Que les paroles de Pie XII aux jeunes français résonnent dans nos cœurs : « Soyez fidèles à votre traditionnelle vocation. Jamais l’heure n’a été plus grave pour vous en imposer les devoirs. Jamais l’heure n’a été plus belle pour y répondre. Ne laissez pas passer l’heure, ne laissez pas s’étioler les dons que Dieu a adaptés à la mission qu’il vous confie ; ne les gaspillez pas, ne les profanez pas au service d’un autre idéal trompeur, inconsistant ou moins noble et moins digne de vous9 ! »

 

Hervé Lepère

1 La vie française, Père Sertillanges, O.P.

2 Idem.

3 Jean Ousset, fondateur de la Cité Catholique.

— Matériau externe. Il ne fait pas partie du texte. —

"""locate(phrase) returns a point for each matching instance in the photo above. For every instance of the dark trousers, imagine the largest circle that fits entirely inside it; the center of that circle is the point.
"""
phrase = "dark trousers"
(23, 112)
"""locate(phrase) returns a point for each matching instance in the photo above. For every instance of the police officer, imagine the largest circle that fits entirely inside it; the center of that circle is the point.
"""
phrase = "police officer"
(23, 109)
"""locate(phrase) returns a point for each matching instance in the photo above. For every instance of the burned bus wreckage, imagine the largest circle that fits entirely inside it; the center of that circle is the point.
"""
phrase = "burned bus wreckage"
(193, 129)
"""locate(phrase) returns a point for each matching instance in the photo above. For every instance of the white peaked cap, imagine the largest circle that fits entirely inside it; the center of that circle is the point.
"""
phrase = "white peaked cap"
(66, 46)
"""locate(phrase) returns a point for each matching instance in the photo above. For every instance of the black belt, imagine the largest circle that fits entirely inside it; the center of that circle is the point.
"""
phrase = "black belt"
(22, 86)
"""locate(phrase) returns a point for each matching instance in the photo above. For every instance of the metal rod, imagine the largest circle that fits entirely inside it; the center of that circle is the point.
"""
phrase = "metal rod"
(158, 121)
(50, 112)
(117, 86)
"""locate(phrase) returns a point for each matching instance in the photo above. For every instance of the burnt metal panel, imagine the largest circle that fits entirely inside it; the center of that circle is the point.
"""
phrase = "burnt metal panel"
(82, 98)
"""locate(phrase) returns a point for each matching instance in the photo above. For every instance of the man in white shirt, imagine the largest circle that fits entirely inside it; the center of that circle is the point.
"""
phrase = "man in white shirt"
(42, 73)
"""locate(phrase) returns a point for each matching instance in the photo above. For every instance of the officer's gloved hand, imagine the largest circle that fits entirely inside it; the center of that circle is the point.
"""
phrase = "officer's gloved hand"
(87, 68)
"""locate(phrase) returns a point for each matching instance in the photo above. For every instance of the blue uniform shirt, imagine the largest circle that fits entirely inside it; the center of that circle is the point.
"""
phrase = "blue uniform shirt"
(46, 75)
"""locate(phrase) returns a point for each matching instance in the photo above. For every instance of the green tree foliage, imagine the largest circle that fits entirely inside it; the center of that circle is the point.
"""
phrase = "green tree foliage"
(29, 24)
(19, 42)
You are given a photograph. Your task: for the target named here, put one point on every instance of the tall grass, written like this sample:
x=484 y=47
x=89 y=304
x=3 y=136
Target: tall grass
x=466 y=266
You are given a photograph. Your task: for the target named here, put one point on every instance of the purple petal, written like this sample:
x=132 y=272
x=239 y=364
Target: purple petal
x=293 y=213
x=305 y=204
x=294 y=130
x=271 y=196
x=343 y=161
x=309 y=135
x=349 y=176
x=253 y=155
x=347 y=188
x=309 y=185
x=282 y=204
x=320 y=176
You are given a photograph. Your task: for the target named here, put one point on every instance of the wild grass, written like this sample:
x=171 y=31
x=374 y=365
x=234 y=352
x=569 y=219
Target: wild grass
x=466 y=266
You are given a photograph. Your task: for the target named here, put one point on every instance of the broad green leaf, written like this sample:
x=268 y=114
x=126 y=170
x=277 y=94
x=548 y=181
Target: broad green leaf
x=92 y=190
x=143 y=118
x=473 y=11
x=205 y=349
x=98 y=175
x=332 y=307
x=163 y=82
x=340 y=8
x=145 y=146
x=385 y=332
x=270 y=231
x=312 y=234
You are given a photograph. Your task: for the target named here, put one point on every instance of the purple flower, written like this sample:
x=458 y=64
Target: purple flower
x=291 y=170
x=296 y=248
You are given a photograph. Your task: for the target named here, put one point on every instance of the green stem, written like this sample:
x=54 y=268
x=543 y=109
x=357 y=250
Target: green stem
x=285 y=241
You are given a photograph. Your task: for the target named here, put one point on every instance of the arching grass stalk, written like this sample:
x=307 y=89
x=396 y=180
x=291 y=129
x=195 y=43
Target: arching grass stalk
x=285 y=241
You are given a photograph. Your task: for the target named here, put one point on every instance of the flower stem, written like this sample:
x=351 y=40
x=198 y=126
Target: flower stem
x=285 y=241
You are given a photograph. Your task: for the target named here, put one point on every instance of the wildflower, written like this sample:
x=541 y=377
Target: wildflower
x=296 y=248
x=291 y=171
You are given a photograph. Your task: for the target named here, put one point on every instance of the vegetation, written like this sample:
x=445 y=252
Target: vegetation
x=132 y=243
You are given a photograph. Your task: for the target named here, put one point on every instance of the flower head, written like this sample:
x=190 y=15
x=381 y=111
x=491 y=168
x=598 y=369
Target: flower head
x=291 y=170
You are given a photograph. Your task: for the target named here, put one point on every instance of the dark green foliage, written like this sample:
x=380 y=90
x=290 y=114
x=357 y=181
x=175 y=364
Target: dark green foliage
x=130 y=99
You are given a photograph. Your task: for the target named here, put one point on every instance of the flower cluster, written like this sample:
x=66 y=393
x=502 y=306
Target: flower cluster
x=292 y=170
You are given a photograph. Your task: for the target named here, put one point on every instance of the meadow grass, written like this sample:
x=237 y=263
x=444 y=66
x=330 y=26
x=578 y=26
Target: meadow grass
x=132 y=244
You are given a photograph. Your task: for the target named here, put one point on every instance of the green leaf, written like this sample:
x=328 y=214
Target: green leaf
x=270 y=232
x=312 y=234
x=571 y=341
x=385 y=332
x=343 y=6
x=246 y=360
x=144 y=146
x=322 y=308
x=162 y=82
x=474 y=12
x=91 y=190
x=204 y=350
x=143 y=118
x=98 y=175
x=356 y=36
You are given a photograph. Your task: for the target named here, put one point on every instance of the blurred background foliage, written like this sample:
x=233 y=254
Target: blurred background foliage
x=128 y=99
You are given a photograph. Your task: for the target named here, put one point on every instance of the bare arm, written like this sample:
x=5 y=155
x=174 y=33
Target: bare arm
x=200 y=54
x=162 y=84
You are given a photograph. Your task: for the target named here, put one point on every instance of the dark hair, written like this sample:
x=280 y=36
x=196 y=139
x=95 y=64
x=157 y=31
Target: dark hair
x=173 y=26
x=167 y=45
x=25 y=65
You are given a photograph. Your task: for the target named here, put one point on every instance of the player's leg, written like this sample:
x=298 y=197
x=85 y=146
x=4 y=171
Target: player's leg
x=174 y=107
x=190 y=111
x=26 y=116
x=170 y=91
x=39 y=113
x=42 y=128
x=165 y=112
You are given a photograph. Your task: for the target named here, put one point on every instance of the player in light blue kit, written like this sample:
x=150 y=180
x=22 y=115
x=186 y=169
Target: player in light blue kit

Livre vivement recommandé.

4 50e anniversaire de Rerum Novarum, 1/6/1941.

5 Discours à l’Union Internationale des Ligues Féminines Catholiques, Pie XII, 1947.

6 Par exemple, le Mouvement Catholique des Familles-MCF avec 80 cercles de familles en France.

7 Doctrine d’Action Contre-Révolutionnaire ; P. Chateau-Jobert.